Broadly speaking, I read and write within established disciplines (history, literature, law) and field formations (area studies, queer/sexuality studies), mobilizing South Asia through its multilingual and divergent colonial and national formations.

My first monograph, For the Record: On Sexuality and the Colonial Archive in India (winner of the Alan Bray Memorial Book Award for best book in lesbian, gay, or queer studies in literature and cultural studies, Modern Language Association, 2010) considers the relationship between sexuality and the colonial archive by posing the following questions: Why does sexuality (still) seek its truth in the historical archive? What are the spatial and racial logics that compel such a return? And conversely, what kind of “archive” does such a recuperative hermeneutics produce? Rather than render sexuality’s relationship to the colonial archive through the preferred lens of historical invisibility (which would presume that there is something about sexuality that is lost or silent and needs to “come out”), I engage sexuality’s recursive traces within the colonial archive against and through our very desire for access.

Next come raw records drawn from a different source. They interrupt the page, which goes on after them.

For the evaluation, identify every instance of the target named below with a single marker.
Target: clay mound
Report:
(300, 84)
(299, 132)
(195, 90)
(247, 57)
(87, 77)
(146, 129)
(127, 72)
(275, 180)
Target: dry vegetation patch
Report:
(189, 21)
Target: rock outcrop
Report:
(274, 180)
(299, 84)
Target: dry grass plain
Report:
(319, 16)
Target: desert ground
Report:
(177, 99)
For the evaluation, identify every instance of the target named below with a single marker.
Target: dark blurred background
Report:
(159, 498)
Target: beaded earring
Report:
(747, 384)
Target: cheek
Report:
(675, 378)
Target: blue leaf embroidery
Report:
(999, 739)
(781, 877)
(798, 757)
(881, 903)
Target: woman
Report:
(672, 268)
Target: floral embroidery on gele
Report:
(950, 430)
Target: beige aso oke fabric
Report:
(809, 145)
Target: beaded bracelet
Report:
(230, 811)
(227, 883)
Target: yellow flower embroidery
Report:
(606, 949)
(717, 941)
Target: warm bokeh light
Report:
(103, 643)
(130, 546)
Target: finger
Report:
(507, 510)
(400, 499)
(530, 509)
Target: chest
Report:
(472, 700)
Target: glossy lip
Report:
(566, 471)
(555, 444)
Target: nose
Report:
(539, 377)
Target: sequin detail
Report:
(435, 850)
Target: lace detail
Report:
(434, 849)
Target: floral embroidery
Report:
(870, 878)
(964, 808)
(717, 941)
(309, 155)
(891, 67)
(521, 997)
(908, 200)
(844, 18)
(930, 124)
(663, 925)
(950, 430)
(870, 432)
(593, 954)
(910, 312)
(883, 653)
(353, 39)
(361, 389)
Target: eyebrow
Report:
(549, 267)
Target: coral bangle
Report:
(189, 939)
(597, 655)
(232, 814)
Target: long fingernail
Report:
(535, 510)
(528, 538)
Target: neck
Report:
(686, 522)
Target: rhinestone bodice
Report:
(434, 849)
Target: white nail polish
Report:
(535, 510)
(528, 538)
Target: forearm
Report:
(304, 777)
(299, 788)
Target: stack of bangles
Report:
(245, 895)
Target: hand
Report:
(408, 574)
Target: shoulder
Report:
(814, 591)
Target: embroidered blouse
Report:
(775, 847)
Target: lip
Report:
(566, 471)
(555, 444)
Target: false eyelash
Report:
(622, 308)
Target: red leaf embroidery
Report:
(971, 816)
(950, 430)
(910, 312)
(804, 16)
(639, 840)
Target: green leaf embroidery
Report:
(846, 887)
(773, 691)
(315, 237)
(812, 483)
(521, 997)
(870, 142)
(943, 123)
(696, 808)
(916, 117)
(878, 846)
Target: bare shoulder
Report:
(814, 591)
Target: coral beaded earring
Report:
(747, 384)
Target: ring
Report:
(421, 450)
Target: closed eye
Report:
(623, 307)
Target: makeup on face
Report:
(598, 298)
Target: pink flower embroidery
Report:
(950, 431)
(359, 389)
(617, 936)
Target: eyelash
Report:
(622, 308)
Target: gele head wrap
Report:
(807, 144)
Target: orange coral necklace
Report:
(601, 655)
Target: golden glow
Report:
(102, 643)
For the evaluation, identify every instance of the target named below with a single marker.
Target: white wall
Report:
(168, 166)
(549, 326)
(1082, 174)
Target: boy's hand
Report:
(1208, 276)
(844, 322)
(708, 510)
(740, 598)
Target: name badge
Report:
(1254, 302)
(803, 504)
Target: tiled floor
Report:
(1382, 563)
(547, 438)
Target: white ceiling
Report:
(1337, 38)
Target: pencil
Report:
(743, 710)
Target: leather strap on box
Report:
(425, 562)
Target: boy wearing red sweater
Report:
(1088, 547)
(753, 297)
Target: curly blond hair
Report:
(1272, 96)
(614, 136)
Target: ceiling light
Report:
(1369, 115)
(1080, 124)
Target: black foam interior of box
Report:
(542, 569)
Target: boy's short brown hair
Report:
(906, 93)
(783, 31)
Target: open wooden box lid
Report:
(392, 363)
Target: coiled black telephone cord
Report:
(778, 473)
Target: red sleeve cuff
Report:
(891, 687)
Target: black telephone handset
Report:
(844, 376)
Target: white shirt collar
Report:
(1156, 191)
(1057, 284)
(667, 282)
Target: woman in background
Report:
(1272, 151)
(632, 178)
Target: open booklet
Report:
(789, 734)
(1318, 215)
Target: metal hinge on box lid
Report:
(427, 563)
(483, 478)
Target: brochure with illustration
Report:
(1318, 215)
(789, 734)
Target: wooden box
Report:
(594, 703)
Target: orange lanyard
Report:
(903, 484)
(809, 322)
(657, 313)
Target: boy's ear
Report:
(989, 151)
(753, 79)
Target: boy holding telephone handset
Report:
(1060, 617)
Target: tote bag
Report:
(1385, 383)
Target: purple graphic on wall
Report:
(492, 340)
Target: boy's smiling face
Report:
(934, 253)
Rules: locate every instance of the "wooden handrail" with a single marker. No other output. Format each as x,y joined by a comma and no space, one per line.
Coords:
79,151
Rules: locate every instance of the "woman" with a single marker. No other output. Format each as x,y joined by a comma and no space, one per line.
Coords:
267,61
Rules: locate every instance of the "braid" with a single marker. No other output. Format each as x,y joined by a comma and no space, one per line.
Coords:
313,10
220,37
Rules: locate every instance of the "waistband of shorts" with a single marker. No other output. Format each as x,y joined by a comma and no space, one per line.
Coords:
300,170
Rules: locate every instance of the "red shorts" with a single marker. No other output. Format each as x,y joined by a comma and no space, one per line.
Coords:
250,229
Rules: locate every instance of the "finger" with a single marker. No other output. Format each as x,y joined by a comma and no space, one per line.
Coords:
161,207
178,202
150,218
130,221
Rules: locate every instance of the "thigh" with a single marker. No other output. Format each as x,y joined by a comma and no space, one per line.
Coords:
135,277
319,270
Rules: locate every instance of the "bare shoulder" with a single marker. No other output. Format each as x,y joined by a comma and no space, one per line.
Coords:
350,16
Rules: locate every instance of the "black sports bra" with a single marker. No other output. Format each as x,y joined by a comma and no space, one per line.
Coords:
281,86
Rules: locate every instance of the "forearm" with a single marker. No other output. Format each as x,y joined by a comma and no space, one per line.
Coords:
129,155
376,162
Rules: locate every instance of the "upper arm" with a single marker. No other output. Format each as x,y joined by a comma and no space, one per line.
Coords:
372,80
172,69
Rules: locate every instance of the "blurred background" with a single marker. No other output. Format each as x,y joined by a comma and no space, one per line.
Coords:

My second monograph, Abundance: Sexuality’s History (Duke University Press, 2023), refuses the historical common sense that archival loss is foundational to a subaltern history of sexuality, and that the deficit of our minoritized pasts can be redeemed through acquisitions of lost pasts. Instead, I theorize the radical abundance of sexuality through the archives of the Gomantak Maratha Samaj—a caste-oppressed devadasi collective in South Asia—that are plentiful and quotidian, imaginative and ordinary. Here, abundance is inextricably linked to the histories of subordinated groups in ways that challenge narratives of their constant devaluation. Summoning abundance over loss upends settled genealogies of historical recuperation and representation and works against the imperative to fix sexuality within wider structures of vulnerability, damage, and precarity. Multigeneric and multilingual, transregional and historically supple, Abundance centers sexuality within area, post/colonial, and anti/caste histories.

Education

Ph.D., English, University of Pennsylvania

B.A., College Scholar, Cornell University

Awards

For the Record Cover

Winner of the 2010 Alan Bray Memorial Book Award for Best Book in Lesbian, Gay, or Queer Studies in Literature and Cultural Studies from the GL/Q Caucus of the Modern Language Association.